I assumed my grandchildren knew how to protect themselves from misguided schoolyard bullies who prey on vulnerable children.
I was wrong. A few years ago, I took my 9-year-old granddaughter to school. Accompanying her to the playground to say hello to a teacher I had known for many years. Just before the bell rang, we heard another student tell my granddaughter she wouldn’t be allowed to play with their mutual friends at recess because they didn’t like her anymore. My granddaughter blinked back tears, but said nothing. The teacher, wiser in the ways of bullies than I, ordered the offender to stay in from recess to write a paragraph about her bullying behavior.
I told my granddaughter to ignore the girl, recalling the advice I got when I was a child. I couldn’t have been more wrong. Ignoring bullies empowers them.“There is a common—and a very mistaken—belief that [bullying] is okay,”says Julie Hertzog, director of the Bullying Prevention Project Pacer, a Minneapolis-based organization for children with disabilities, in Family Circle magazine.
“Many adults say bullying is a ‘normal part of childhood’ or that ‘boys will be boys’. But that’s just wrong,” she says. “None of us should consider bullying normal or retreat when we see a child humiliated or picked on by a schoolyard tyrant.”

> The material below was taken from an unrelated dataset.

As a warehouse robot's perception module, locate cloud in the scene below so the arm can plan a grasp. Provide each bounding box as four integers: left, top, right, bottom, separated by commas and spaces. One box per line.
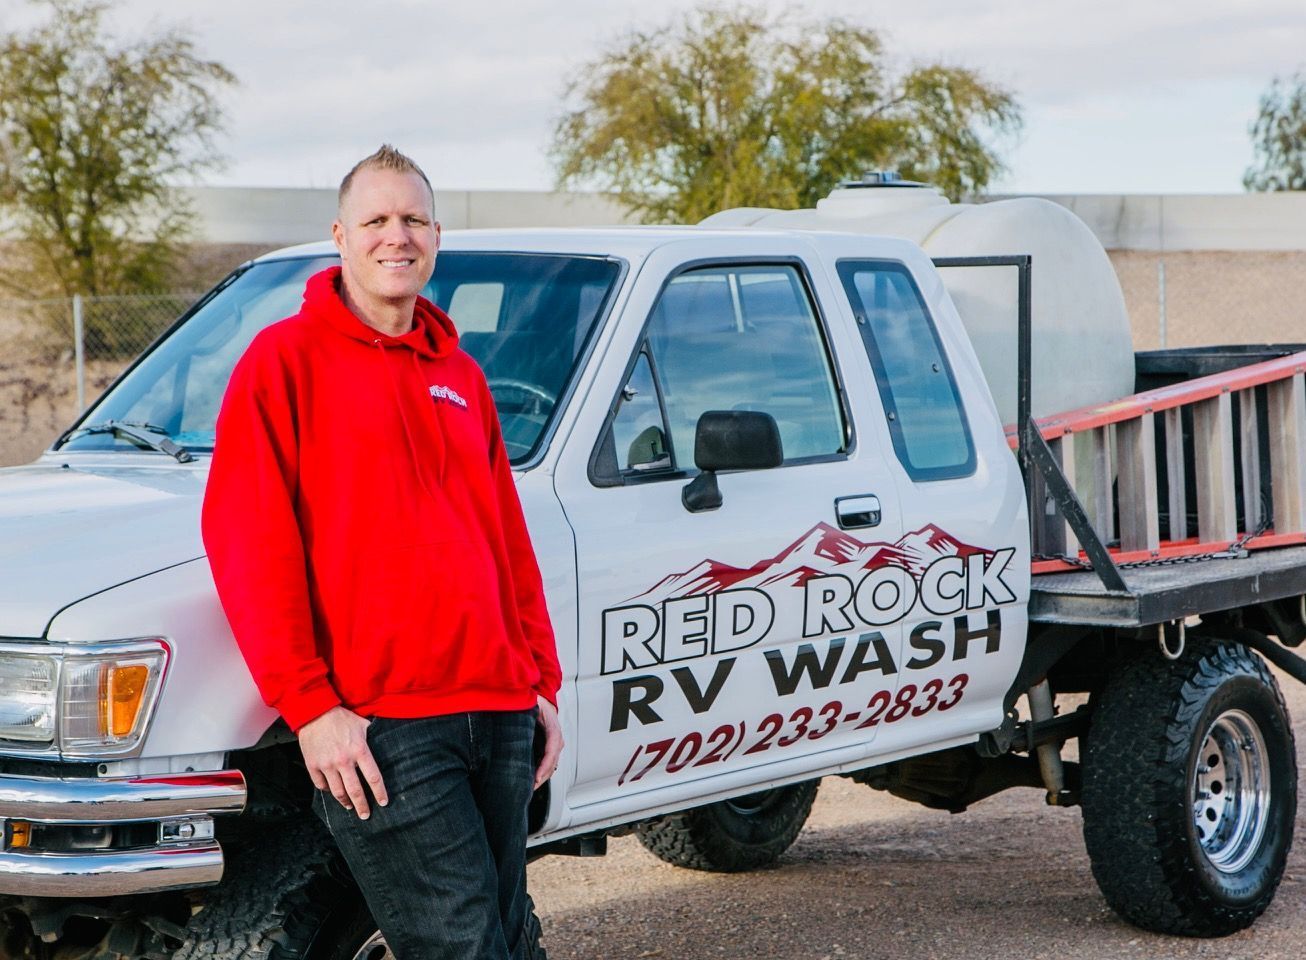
9, 0, 1299, 191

The stakes are too high and too dangerous to ignore.
Experts say the increase in violence among children and the ease in which children can obtain guns make it necessary for parents to stress to their children that saving face is secondary to saving their own lives,” says Dr. Marilyn Benoit of the American Academy of Child and Adolescent Psychiatry, Reforming bullies is a daunting task. Parents, teachers and school administrators are on the front lines in the enduring battle. But we all share the responsibility of neutralizing young tyrants.
Former First Lady Hillary Clinton’s advice that it “takes a village” of parents, grandparents, aunts and uncles to raise children is more relevant than ever. Extended family members provide another tier of protection for children, including being on alert for the increasingly toxic antics of budding bullies.“At one time, you might just get punched in the face,” Dr.Benoit recalls about bullying in past decades. “But now, you can get shot.”
Meanwhile, all of us—parents, grandparents and extended family—must teach our children how to disarm a bully. By maintaining eye contact, walking away and asking an adult to intervene.
“Tell your children to seek adult intervention. Bullies thrive on the fact that their victims are too afraid and too embarrassed to report them to adults and authority figures. But experts say that children need to expose them to parents, school officials, even the police, if necessary. That’s if they want to put an end to harassment,”says Dr. Benoit.
“We must not give children the message that they’re weak when they turn to an adult for help,” Benoit continues. “We’ve done that too much. It starts in kindergarten. We need to let them know that it’s courageous to say, ‘I will go and get the teacher’. You want to teach your child to use whatever resources are available”.  Minimizing the risk of harm to our children, that’s a cause a whole village can embrace.